The migration of functions and processes in-house creates opportunities to review existing processes, risks and controls, especially as supers increasingly focus on operational efficiency, liquidity optimisation and risk mitigation. This leads to further opportunities for funds to adopt best practices such as the FX Global Code of Conduct in relation to their FX trading activities.

What are some of the prominent trends you are seeing from clients and how are you working to help asset owners gain access to CLSSettlement and CLSMarketData?

In recent years, we have seen an increase in buy-side firms becoming more aware of the risks associated with FX settlement. As such, they are choosing to become more involved in how they manage those risks. Our goal, as a systemically important financial market infrastructure, is to reduce systemic risk for all participants in the FX market, and to help educate asset owners on how they can access our services via their custodians. Through this, we are seeing a focus on operational efficiency and a growing need for certainty of payments and protection of principal.

We are also finding that as funds in Australia increase their investments overseas, they hold more foreign currency in their portfolios – exposures they potentially could hedge through FX trading. Against the backdrop of an ever-changing regulatory landscape and heightened pressure to reduce costs, it is important to ensure that FX trading and settlement is executed to the best standards. The superannuation industry’s growth and expanding interest in alternative investments has drawn the attention of regulators, which may lead to new or increased regulation, governance and transparency. The natural response to this additional attention would likely be a focus on operational resilience and risk management.

With this drive for operational efficiencies we anticipate an increased need globally from asset owners for data insights, especially during periods of high market volatility and an unpredictable environment, as we have experienced. This could potentially increase the demand for CLS data, which is the largest single source of executed FX trade data in the market.

In addition, we have recently collaborated with Mosaic Smart Data and MUFG to launch a new free analytics service, FXLIQUIDITY, which has already generated substantial interest from market participants in the region who are trying to navigate the changing FX liquidity landscape and understand more about FX market sentiment in order to better evaluate their trading strategies.

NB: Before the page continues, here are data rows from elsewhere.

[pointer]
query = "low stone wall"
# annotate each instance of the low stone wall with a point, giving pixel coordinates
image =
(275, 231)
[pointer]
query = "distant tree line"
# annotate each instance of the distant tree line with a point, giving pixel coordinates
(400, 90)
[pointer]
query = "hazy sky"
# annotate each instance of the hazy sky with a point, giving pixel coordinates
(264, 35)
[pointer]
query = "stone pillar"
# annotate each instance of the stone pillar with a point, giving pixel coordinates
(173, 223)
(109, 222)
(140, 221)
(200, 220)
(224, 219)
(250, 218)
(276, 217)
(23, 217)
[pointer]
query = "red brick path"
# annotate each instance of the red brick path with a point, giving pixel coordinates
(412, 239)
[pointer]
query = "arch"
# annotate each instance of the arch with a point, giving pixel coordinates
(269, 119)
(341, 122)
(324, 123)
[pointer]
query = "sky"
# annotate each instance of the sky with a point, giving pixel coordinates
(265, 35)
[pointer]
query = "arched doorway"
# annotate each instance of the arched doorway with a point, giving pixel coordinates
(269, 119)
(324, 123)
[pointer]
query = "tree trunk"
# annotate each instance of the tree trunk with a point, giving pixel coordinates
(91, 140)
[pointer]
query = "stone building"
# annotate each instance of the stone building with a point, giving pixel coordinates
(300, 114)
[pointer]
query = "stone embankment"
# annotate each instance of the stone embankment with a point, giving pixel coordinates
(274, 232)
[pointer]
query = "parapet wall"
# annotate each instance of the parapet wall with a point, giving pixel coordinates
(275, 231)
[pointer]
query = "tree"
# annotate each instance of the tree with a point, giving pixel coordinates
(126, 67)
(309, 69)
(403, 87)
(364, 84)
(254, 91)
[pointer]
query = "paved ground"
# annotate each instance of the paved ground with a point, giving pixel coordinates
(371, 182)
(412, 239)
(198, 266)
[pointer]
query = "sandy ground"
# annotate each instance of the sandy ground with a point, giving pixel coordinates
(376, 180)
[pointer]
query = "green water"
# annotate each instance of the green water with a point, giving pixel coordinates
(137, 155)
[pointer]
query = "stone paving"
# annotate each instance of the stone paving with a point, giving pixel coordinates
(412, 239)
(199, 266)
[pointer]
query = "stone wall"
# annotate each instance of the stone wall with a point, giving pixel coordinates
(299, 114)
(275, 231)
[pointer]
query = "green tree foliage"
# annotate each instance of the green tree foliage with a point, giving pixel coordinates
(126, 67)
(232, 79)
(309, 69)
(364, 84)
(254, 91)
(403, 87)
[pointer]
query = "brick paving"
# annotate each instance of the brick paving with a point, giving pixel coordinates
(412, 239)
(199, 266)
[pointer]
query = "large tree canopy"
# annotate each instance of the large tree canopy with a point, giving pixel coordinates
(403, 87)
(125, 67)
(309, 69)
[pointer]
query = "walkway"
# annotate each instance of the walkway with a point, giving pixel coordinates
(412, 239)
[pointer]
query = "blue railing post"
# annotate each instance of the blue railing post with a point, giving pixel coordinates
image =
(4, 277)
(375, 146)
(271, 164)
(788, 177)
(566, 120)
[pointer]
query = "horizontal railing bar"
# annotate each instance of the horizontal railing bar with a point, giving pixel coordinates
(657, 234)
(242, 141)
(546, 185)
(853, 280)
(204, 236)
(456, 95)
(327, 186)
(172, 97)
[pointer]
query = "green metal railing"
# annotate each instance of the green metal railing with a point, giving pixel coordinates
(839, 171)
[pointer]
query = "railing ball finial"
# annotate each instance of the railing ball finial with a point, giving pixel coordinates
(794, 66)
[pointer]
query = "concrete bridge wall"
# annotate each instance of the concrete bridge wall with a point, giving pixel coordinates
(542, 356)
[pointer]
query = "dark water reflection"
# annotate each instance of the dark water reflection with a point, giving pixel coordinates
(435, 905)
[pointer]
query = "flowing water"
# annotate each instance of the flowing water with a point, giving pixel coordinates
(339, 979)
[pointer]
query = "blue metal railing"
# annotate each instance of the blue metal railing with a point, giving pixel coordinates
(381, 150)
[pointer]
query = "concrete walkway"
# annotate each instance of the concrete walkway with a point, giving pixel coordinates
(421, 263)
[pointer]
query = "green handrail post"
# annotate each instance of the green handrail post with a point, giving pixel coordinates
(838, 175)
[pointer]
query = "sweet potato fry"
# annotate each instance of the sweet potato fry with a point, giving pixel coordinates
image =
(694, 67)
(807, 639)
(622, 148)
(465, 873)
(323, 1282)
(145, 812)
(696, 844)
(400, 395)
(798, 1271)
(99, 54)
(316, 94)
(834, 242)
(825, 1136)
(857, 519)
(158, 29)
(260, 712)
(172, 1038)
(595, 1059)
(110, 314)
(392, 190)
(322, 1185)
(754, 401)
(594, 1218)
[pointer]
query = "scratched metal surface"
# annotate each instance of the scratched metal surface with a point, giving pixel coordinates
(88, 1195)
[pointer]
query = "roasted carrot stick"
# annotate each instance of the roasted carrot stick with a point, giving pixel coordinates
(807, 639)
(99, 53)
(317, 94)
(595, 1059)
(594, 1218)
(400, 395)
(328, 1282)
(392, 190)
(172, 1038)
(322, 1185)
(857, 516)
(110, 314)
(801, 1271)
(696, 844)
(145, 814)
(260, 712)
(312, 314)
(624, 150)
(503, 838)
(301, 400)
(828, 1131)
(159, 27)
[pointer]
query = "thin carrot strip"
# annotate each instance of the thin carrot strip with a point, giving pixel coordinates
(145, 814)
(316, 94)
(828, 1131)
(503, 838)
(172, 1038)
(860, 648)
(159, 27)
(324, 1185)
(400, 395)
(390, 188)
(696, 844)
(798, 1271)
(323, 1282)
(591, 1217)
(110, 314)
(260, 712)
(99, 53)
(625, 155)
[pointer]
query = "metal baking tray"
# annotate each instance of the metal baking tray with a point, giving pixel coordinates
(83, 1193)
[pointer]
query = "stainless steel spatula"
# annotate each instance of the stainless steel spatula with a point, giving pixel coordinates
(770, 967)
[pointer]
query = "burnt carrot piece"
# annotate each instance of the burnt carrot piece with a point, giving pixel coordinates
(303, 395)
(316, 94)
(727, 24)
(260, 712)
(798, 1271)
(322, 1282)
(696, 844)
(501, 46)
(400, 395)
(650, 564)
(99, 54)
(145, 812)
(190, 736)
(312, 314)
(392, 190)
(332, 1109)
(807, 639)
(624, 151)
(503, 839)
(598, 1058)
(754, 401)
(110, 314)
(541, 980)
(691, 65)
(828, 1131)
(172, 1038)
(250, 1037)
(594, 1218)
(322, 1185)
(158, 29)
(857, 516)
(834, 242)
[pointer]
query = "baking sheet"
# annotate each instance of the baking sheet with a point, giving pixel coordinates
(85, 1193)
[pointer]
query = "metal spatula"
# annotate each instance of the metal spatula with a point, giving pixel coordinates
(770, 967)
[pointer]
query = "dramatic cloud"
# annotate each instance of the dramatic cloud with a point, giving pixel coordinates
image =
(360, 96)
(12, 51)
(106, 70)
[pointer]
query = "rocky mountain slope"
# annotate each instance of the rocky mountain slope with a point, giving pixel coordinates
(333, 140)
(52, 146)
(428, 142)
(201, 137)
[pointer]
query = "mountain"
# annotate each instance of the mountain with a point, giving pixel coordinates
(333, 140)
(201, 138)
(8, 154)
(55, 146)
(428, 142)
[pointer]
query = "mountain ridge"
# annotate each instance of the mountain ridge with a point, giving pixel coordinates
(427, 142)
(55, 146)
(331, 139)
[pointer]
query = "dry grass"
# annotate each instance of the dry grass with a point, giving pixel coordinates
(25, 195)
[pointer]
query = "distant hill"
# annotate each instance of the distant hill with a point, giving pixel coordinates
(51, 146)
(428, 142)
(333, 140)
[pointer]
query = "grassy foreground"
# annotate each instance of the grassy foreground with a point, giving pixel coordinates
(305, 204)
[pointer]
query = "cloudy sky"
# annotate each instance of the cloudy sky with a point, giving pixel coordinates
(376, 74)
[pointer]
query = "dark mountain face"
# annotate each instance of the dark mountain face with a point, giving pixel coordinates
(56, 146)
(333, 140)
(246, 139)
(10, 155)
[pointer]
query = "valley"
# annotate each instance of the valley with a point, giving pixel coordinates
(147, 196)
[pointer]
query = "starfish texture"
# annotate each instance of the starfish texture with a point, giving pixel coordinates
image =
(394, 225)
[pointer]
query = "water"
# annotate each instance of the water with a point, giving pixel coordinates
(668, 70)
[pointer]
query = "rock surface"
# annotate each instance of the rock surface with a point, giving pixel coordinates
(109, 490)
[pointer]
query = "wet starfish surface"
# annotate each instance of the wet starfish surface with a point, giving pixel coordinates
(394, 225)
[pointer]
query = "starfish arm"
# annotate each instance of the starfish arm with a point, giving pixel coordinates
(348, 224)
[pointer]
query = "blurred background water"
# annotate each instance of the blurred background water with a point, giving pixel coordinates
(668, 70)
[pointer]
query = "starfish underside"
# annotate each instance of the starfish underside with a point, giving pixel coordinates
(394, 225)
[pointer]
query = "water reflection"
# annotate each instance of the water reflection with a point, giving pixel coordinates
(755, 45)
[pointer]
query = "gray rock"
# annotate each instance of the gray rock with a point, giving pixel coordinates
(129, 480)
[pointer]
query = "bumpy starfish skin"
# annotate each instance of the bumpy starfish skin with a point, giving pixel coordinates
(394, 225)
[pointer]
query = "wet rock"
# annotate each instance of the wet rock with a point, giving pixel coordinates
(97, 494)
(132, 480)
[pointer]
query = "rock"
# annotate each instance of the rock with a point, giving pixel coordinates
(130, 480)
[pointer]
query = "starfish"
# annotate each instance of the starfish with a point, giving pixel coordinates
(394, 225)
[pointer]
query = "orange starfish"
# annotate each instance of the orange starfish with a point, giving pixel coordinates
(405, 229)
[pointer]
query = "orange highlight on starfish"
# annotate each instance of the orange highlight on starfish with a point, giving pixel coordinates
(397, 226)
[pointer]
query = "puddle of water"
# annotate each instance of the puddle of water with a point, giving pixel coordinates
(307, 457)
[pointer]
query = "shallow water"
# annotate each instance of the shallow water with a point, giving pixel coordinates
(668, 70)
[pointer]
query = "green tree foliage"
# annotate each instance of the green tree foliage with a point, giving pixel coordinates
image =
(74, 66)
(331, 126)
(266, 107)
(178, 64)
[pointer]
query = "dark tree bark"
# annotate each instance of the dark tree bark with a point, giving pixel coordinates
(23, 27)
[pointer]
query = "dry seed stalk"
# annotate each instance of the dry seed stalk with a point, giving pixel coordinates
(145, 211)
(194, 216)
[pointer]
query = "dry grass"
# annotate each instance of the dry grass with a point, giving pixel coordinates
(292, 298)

Over the next few years, how do you expect Australia’s superannuation industry to evolve and grow even further?

Over the next few years, Australia’s superannuation industry will further consolidate, likely at a rapid pace. Firms will also continue to grow in-house management capabilities and reduce outsourced mandates. Technology and automation will likely play a significant role in the development of the Australian superannuation industry as it continues to grow. Whilst service providers and regulators are reviewing new technologies, they will need to ensure that the enthusiasm to increase efficiency does not overshadow or degrade current levels of operational resiliency.

During and following the pandemic, the industry will not only continue to prioritise planning, but firms will broaden their considerations when ensuring operational resilience. For financial market infrastructures, specifically, it is not sufficient to merely be operationally efficient. They must also have multiple back-ups and resiliency strategies that address a range of scenarios impacting premises and staff. It will become essential for these strategies to be carefully planned and extensively tested to ensure delivery of service to the standards users expect. For Australia’s superannuation industry to maintain an upward trajectory post-pandemic, funds should demonstrate solid governance and controls, protection of member interests, and safety of assets by using best practices in operations and risk management.